Clean The House example essay topic
Today, women are much more than homemakers. Women are working for publishing companies, advertising agencies, as well as producers and directors. Not only do they have the work to deal with at the office, but they also have the work at home but not so exclusively. Women are busier individuals today than during the sixties. I don't believe women today are very much like the women of Lucy Jordan's time.
The closet life of a woman in the 21st century to a woman in the sixties in my opinion would be a lady of the elite middle class. A woman who does not work; firstly because she does not need to as her husband would bring in all the money and secondly because they are still living in the traditions of their ancestors who might of only given their servants orders, therefore not even cleaning the house but ordering for the house to be cleaned. What I would class as a typical day for many women in the sixties underneath the facade they showed to the world is the whole ballad of Lucy Jordan. Many woman put on a front to everyone else but never realised everyone else was probably doing the very same. This would lead women to depression. They would think that they were alone in the world; the only ones who felt bored and like their life was completely mundane.
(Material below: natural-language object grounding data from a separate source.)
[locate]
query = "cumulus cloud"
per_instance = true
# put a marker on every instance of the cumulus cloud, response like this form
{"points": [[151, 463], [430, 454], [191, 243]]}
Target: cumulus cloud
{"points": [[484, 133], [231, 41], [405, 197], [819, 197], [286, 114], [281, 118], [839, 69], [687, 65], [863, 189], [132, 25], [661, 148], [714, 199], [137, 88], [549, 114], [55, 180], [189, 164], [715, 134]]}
When women felt depressed they would usually go to the doctor who would prescribe them Valium, meaning that there was a century of women taking Valium. Women of today would not settle for just antidepressants, they would go out and find a hobby, start work if not working or do a course, something to stimulate the mind. Lucy Jordan's morning seems to consist of nothing more than sending her children off to school and kissing her husband goodbye as he leave for work, "Her husband, he was off to work, and the kids were off to school". After they were gone she was alone. Being alone for hours would sooner or later drive anyone insane. You can only clean the house or rearrange the flowers so much, you cant keep doing as the dirt wont have time to collect.
So I guess all she could do was go back to bed. She would lie in her "white suburban bedroom", white meaning colourless which in my opinion represents boredom, it also shows the way it is meant to appear to be pure, innocent and perfect. She would lie " 'neath the covers, dreaming of a thousands lovers". Under the covers she would feel stuffy, with no air to breath causing dizziness, this represents how she is feeling, she wants to break free, she needs air. Her dreaming of a thousands lover is her need for something new in her life, she is bored and wants excitement. She is so out of touch with what is going on around her that "she let the phone keep ring in' as she sat there softly sing in' pretty nursery rhymes she'd memorized in her daddy's easy chair" this showed in some sense madness, just sitting there singing while the phone rings but also reminiscing about the good times in her life, when she felt more or less complete and as if her life was perfect.
This is a typical life of a woman in the 60's, dreaming of a perfect life that does not exist and boring oneself into depression. I think that Lucy Jordan tried to commit suicide many times before actually succeeding. The reason I think this is because in the last verse the line "on the rooftop where she'd climbed when all the laughter grew too loud", it seems too indicate in my opinion that she had been on to the rooftop many times when the voices in her head mocked her and grew louder and louder, she went up there to get away from everything, to get fresh air, to have a release from reality. The voices, I believe were caused by too much time alone dwelling on things or they were real laughs off people pretending to have a good time when they were really just as sad as her but she thought she was the only one and everyone was laughing at her. She was paranoid. I think that Lucy Jordan committed suicide by jumping of the roof of her house or some type of building because she felt isolated and trapped; she wanted a life that did not exist.
She knew she could no longer fulfil her dream "at the age of 37, she realised she'd never ride through Paris in a sports car, with the warm wind in her hair". She realise's her life is going nowhere, she has commitments and she feels her life is going to be pretty much the same. Death is some sort of release from her, she doesn't even think of her children because depression causes selfishness. In the first verse it say " 'Til the world turned to orange". This indicates a change, a new life or some sort of excitement. I think she has died in this verse because "she bowed and curtseyed to the man, who reached and offered her his hand" I think this is God, as many people in England in the 60's believed in Christianity and also because he would be someone to take her out of her current life and God is meant to greet you when you die.
The last line of this verse "and led her down to the long white car that waited past the crowd", the crowd is either a crowd who saw her fall and came to gather and she is now only a spirit and can see them watching her dead body on the floor or it is everyone greeting her into heaven, as for the white car it is the door to her new life. The final thing that makes me believe she committed suicide is that in the last chorus the wording has slightly changed, she is now fulfilling the dream she one time thought she could never do. She has died and is living out her dream as a new life, in heaven, in perfection with no boring housewife duties.